Repetition: To get a boat from Panama to Colombia is not completely free of difficulty. These are not chartered boats, there is no official advice. One way is to head down Captain Jack's bar in Portobello, talk to some sea captains until you find one who doesn't reek of alcohol or give the impression of being a complete scoundrel and start negotiating a price and date of departure. I have no experience of sailing, I can't tell a scoundrel from a hero, I have visions of sawdust floors, reptile skin and barely concealed weaponry. I have access to the internet. I can cheat.

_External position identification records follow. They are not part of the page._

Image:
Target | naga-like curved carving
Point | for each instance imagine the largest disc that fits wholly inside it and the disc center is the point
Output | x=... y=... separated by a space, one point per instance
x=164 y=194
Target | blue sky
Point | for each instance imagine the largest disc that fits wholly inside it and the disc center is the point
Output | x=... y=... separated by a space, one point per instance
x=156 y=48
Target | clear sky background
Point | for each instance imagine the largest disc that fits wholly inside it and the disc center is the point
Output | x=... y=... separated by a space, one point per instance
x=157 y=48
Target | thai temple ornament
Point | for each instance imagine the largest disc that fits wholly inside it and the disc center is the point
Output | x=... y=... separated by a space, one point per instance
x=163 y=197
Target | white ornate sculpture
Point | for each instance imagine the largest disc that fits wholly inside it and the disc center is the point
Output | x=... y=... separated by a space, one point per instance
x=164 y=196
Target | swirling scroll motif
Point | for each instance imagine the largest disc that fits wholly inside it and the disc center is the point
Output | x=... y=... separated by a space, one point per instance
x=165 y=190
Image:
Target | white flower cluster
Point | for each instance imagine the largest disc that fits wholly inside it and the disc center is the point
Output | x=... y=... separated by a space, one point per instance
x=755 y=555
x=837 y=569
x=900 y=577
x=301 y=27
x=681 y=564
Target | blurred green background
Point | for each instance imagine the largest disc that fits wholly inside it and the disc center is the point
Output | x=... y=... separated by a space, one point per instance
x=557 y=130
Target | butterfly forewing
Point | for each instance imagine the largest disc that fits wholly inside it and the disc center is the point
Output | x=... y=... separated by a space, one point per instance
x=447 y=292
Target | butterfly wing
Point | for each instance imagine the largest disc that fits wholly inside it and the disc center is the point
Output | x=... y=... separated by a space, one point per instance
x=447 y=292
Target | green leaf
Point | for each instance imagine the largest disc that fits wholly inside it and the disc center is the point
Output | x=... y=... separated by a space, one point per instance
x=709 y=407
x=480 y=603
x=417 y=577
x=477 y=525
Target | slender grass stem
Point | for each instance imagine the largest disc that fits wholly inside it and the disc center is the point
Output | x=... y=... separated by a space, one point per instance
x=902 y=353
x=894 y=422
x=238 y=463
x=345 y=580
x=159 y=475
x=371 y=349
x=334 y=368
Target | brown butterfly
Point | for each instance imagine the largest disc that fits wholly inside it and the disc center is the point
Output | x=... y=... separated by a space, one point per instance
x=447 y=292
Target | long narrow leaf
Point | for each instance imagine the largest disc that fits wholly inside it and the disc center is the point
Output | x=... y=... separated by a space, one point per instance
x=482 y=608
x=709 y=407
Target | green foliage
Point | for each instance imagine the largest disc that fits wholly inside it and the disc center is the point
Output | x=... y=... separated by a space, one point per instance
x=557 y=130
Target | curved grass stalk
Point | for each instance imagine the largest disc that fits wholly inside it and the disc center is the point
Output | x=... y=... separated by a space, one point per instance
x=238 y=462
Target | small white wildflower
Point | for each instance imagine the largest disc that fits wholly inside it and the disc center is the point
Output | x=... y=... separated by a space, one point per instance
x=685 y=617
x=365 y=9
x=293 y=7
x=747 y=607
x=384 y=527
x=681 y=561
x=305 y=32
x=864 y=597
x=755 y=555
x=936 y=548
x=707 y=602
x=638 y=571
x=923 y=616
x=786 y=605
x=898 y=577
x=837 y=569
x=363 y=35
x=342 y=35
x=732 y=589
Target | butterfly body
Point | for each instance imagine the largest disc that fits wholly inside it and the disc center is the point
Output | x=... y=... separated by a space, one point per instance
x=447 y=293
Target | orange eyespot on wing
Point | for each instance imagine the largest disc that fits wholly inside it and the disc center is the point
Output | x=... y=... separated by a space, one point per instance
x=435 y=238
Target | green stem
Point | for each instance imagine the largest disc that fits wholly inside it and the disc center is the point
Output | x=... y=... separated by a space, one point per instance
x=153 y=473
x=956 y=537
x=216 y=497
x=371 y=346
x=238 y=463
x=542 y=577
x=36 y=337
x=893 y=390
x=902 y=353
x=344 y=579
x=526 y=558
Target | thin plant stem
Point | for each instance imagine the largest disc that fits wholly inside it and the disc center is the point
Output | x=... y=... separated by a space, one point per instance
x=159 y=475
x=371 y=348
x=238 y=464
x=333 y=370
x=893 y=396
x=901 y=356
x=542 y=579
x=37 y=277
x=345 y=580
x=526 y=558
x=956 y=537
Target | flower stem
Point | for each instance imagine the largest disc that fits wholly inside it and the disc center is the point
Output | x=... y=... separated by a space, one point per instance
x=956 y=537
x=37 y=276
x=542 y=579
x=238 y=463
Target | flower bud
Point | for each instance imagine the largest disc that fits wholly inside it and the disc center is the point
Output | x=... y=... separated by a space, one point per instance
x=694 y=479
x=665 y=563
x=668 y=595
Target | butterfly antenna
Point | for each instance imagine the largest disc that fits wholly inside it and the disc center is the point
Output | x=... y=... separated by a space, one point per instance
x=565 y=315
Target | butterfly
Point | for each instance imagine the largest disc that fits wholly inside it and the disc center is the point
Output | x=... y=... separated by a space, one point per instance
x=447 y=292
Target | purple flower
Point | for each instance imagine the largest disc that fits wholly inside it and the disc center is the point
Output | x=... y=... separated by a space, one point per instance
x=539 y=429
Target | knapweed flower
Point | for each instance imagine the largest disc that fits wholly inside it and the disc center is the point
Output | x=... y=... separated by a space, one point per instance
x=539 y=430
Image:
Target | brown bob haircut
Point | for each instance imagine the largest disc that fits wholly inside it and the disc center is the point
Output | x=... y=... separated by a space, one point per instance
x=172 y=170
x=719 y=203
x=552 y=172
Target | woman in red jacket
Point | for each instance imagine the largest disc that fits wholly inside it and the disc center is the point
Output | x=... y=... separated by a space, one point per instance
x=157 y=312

So, instead I get to my Panama City hostel, the one I picked after hearing rumours of a boat departure schedule. I note the 3 boats going on my departure date. I google. I e-mail the only Colombian hostel that may have knowledge about boats. I wait. I get the information back, they've only heard of 2 of the boats, and recommend them both. I ring up captain 1. I ask a series of questions from my guidebook, without really knowing what the right answers are. The guy sounds good, the price is as expected. The deal is made. 25 minutes and little hassle.

Skip to the boat. (these are old battered notes that make no sense, even to me. They seem to be titled ''things to do on a sailboat between Panama and Colombia'').

Breakfast on eggs, toast, jam and coffee. Good coffee. French captain, figures.
Morning shower is diving from the boat into the Caribbean sea and hoping against sharks. Motor on to island destination #1, after swimming from boat to a beach hut immigration immigration office. Dolphins appear in a moment, swim alongside the boat, then disappear suddenly. Read until sea sickness starts to dizzy the mind and disorientate the body.
Lobster. Beef Bourguignon. Not the same meal. These are strange notes.

Drink obscene amounts of rum post-sunset, whilst Eagle Rays sporadically jump around our craft. I'm told Eagle Rays, I'm thinking Great White Sharks.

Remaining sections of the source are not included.